Right, then you’d have to cut back on those “extra quality” ingredients you put on the pizza, even though all your competitors would be facing the same cost increase. Also, the cost of healthcare roughly added up to the purported “discount” on your pizzas you were advertising during the Super Bowl.
Laughable… but the man is entitled to his corporate vision of unending greed.
After all, he claims to be an evangelical christian, and we all know that pursuing unfettered avarice was one of the savior’s principal planks to the Sermon on the Mount.
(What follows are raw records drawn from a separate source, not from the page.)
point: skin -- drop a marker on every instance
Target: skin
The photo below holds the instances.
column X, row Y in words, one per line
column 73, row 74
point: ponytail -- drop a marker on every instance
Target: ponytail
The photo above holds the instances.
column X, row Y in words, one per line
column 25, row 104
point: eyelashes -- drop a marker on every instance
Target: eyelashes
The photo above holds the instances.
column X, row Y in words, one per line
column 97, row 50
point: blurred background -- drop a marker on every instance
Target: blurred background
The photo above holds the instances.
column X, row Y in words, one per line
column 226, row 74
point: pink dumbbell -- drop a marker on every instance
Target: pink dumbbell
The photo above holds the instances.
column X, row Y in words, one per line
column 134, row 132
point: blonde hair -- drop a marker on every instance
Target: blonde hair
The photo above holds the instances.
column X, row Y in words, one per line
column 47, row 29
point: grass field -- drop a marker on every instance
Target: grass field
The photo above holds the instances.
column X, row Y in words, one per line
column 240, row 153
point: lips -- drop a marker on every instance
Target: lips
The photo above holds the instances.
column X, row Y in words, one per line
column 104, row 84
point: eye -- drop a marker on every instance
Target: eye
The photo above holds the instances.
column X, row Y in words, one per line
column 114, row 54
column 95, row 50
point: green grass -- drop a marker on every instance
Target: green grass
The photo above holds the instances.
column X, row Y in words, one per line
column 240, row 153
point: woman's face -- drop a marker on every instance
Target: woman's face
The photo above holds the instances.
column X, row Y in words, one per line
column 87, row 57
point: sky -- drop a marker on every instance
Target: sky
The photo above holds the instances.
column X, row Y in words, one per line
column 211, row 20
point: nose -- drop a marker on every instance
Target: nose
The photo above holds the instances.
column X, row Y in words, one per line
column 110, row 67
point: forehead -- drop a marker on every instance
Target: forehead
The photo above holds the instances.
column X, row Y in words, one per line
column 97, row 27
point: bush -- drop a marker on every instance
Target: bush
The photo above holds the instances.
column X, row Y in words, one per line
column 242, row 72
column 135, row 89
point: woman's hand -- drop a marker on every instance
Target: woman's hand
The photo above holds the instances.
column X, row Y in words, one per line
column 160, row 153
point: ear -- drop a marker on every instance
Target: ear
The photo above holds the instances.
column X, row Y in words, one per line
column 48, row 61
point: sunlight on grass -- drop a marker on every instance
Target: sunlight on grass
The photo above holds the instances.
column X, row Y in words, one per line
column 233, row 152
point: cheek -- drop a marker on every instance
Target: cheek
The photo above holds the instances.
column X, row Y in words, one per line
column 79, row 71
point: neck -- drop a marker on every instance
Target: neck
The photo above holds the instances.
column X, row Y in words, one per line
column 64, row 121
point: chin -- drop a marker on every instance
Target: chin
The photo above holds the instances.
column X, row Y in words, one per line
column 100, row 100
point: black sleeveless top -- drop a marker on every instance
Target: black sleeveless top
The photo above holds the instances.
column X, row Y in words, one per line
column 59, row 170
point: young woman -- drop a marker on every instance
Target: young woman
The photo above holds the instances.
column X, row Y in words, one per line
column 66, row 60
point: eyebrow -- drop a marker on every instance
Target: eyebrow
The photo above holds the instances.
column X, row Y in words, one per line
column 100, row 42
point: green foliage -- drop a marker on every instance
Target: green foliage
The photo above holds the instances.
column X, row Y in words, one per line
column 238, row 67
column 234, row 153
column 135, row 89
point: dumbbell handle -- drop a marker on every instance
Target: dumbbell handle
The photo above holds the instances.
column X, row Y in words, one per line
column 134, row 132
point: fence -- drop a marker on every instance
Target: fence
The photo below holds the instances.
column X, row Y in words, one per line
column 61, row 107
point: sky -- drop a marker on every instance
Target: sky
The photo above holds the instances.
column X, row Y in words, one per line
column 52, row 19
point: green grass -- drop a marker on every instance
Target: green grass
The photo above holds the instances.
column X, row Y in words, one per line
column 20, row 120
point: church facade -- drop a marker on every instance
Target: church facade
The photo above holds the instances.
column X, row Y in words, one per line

The Broncos are never that great away from the altitude against decent teams. You get Belichick, GQ boy, Gronk, 70,000+ late game liquored up New Englanders and THREE(!) points. And according to the weather forecast, the possibility of 30-40 mph winds that will turn Peyton the Robots’ medium-to-long range passes into bloated Hindenburg trajectory sandbags.
Mr. Brutal: PATRIOTS (+3)
Bob: Denver -3
Oakland @ SEATTLE (-14.5) 43.5
Sad news for the Silver & Black Nation this week. Former OT Mo Collins died. The Raiders D has really played well and Derek Carr is probably the best overall rookie QB this year… and that is a big spread.
Mr. Brutal: Raiders (+14.5)
Bob: Seattle -14.5
Baltimore @ PITTSBURGH (-1.5) 47.5
This game will be bruising. The only thing that concerns us is that Pittsburgh will not be wearing their vintage Bumble Bee-Beagle Boy convict uniforms that brought them so much luck last week, so the karma may not continue.
Mr. Brutal: Steelers (-1.5)
Bob: STEELERS -1.5
Monday, November 3. 2014
Indianapolis (-3) @ NEW YORK FOOTBALL GIANTS 50
For no great reason, more likely intuition, we loved the Steelers last week to wipe out the Colts. For no great rational reason, we like the Giants to also beat Indy this week.
Both WR Reggie Wayne and RB Trent Richardson missed Sunday’s humiliation by the Steelers. They should be back this week but won’t be 100%.
But the biggest question mark is the whereabouts of suspended safety LaRon Landry.
The former Colts’ starter came off his four-game suspension for failing the performance-enhancing drugs portion of the NFL’s substance abuse policy. In this case, no urine or blood test was necessary. He was written off when the NFL official medical attendant tester saw him walk into the office wearing a tight t-shirt and said:
“Let’s save us both a lot of time and hassle. I’m just going to write you up for a grade one violation that will result in a four game suspension. Take the plea bargain. It’s the best deal you are ever going to receive, and the league really doesn’t want a ton of pictures of you in the press. Also, you don’t want to have to practice keeping a straight face while explaining that your physique is the result of a new type of weight lifting regimen, frequent protein colonics and a diet heavy in consumption of vicuna milk and alpaca embryo stem cells.”
Well LaRon “Louis Cyr” Landry actually did not show up for the Colts’ weekly meeting on Monday and his whereabouts are officially “unknown”… so his status for next Monday’s game is “unknown.” It is possible that he is trapped in his SUV in the Balco parking lot, because his biceps, triceps, pectorals and deltoids have made his upper torso so large that he got wedged and stuck in the door opening trying to exit the vehicle.
The Giants are coming off a bye, have new hope for winning the NFC East with the Eagles and Cowboys losing and are at home. This may be another ESPN Junior Varsity Monday Night game, but the Giants are getting points at home, saw what the Steelers pulled off last week and have a number of super secret plays that they are going to unleash on the Colts.